The Rise of the 3D Internet – Intel CTO, Justin Rattner

“Forty Exabytes of unique data will be generated worldwide in 2009. This data can help us understand scientific and engineering phenomenon as well as operational trends in business and finance. The best way to understand, navigate and communicate these phenomena is through visualization. In his opening address, Intel CTO Justin Rattner will talk about today’s data deluge and how high performance computing is being used to deliver cutting edge, 3D collaborative visualizations. He will also discuss how the 2D Internet started and draw parallels to the rise of the 3D Internet today. With the help of demonstrations, he will show how rich visualization of scientific data is being used for discovery, collaboration and education.”

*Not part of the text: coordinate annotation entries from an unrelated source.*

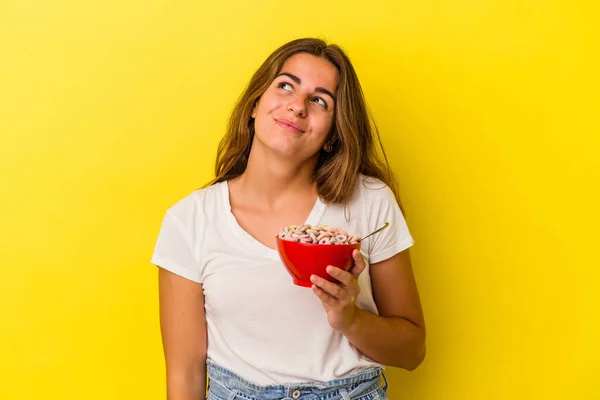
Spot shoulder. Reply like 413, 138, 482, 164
354, 174, 396, 205
166, 182, 225, 222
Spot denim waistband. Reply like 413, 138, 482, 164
206, 358, 387, 400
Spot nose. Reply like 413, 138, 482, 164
287, 96, 306, 117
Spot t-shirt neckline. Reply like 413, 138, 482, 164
221, 181, 327, 259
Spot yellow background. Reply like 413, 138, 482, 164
0, 0, 600, 400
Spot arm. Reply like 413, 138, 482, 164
158, 268, 207, 400
313, 250, 425, 370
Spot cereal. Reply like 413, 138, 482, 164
279, 224, 359, 244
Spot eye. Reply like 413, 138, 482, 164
277, 82, 292, 91
313, 97, 327, 108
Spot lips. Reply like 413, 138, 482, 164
275, 119, 304, 133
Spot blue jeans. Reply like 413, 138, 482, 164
206, 359, 388, 400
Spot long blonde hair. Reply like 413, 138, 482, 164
204, 38, 402, 208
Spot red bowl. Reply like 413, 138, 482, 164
277, 237, 360, 287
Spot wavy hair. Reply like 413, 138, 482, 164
204, 38, 402, 208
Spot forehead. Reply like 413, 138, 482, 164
280, 53, 339, 94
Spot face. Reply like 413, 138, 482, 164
252, 53, 339, 161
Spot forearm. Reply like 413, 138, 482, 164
167, 368, 206, 400
342, 307, 425, 370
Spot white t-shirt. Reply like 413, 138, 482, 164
152, 175, 414, 385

A couple of other presentations caught my attention (apart from Al Gore and his view on climate change 🙂

HPC and the Challenge of Achieving a Twenty-Fold Increase in Wind Energy

The Outlook for Energy: Enabled with Supercomputing

“The presentation reviews ExxonMobil’s global energy outlook through 2030. The projections indicate that, at that time, the world’s population will be ~8 billion, roughly 25% higher than today. Along with this population rise will be continuing economic growth. This combination of population and economic growth will increase energy demand by over 50% versus 2000. As demand rises, the pace of technology improvement is likely to accelerate, reflecting the development and deployment of new technologies for obtaining energy–to include finding and producing oil and natural gas. Effective technology solutions to the energy challenges before us will naturally rely on modeling complicated processes and that in turn will lead to a strong need for super computing. Two examples of the supercomputing need in the oil business, seismic approaches for finding petroleum and petroleum reservoir fluid-flow modeling (also known as “reservoir simulation”) will be discussed in the presentation.”

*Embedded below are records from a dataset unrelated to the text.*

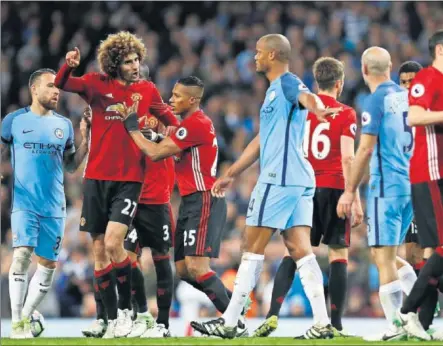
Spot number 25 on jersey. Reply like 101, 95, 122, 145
303, 120, 331, 160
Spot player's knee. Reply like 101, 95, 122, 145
38, 257, 57, 269
92, 238, 109, 263
175, 261, 189, 279
328, 246, 348, 263
11, 247, 34, 274
126, 250, 137, 263
185, 257, 211, 280
286, 245, 312, 261
105, 237, 124, 258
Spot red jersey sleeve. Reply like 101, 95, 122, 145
54, 63, 99, 103
409, 69, 435, 109
171, 118, 205, 150
149, 85, 180, 126
341, 108, 357, 139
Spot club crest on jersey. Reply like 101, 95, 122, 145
175, 127, 188, 140
411, 84, 425, 97
361, 112, 371, 126
54, 129, 63, 139
131, 93, 143, 102
145, 117, 158, 129
349, 124, 357, 136
269, 90, 276, 101
105, 103, 125, 120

An interesting way to put all these ideas in a less “marketing driven” context is to read the interview with Rick Stevens from Argonne, about “reaching the next milestone in computing history: the exaflops computer.”

I tried to summarise the article, but actually it’s simply better that you go through it and have a glimpse of the future of Supercomputing, which soon (10 years?) won’t be supercomputing but just computing.

So, what’s exaflops?

FLOPS = In computing, FLOPS (or flops or flop/s) is an acronym meaning FLoating point Operations Per Second. The FLOPS is a measure of a computer‘s performance, especially in fields of scientific calculations that make heavy use of floating point calculations, similar to the older, simpler, instructions per second. (Wikipedia)

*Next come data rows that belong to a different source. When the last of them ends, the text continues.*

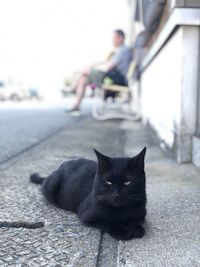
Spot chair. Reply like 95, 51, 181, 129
92, 61, 141, 121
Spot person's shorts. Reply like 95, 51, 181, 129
88, 69, 105, 87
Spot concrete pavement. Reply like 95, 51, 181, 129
0, 119, 200, 267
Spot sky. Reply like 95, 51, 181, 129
0, 0, 130, 98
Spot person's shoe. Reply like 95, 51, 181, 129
66, 107, 80, 116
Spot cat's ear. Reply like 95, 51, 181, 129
131, 147, 147, 168
94, 148, 110, 169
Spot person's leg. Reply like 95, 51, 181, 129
74, 74, 88, 109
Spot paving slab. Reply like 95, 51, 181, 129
0, 119, 200, 267
0, 225, 100, 267
0, 119, 123, 267
118, 123, 200, 267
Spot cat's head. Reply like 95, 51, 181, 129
94, 147, 146, 207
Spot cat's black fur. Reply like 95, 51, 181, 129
30, 148, 146, 240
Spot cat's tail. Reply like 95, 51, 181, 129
30, 173, 45, 184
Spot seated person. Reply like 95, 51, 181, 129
68, 30, 132, 113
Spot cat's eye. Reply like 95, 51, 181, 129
124, 181, 131, 185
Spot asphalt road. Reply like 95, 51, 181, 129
0, 101, 89, 163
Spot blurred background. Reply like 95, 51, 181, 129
0, 0, 130, 99
0, 0, 200, 170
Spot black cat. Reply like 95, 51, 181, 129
30, 148, 146, 240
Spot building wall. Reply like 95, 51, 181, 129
140, 26, 199, 162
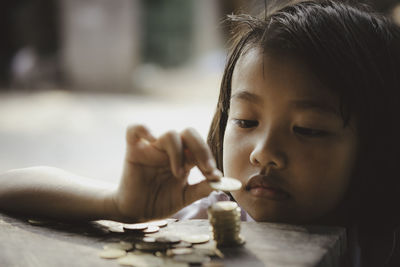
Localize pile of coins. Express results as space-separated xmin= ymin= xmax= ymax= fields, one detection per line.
xmin=97 ymin=219 xmax=223 ymax=267
xmin=207 ymin=201 xmax=244 ymax=247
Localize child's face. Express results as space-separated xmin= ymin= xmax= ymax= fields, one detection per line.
xmin=223 ymin=49 xmax=357 ymax=223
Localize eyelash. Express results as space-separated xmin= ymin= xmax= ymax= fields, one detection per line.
xmin=293 ymin=126 xmax=329 ymax=137
xmin=233 ymin=119 xmax=258 ymax=128
xmin=233 ymin=119 xmax=329 ymax=138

exaFLOPS = 10^18 = 1, 000, 000, 000, 000, 000, 000 operations per second.


That’s why Rattner is so excited about 3D internet and other applications.  In this very good interview, he starts by saying that 3D internet is where HPC “goes consumer.”

The article from HPC wire has a good history of HPC and different players, and finishes quoting Rattner saying:  “If the 3D, immersive experience becomes the dominant metaphor for how people experience the internet of tomorrow, we won’t have to worry about who will build the processors and computers that do HPC. Everyone will want to be a part of that.”


Are you planning to be “part of that”?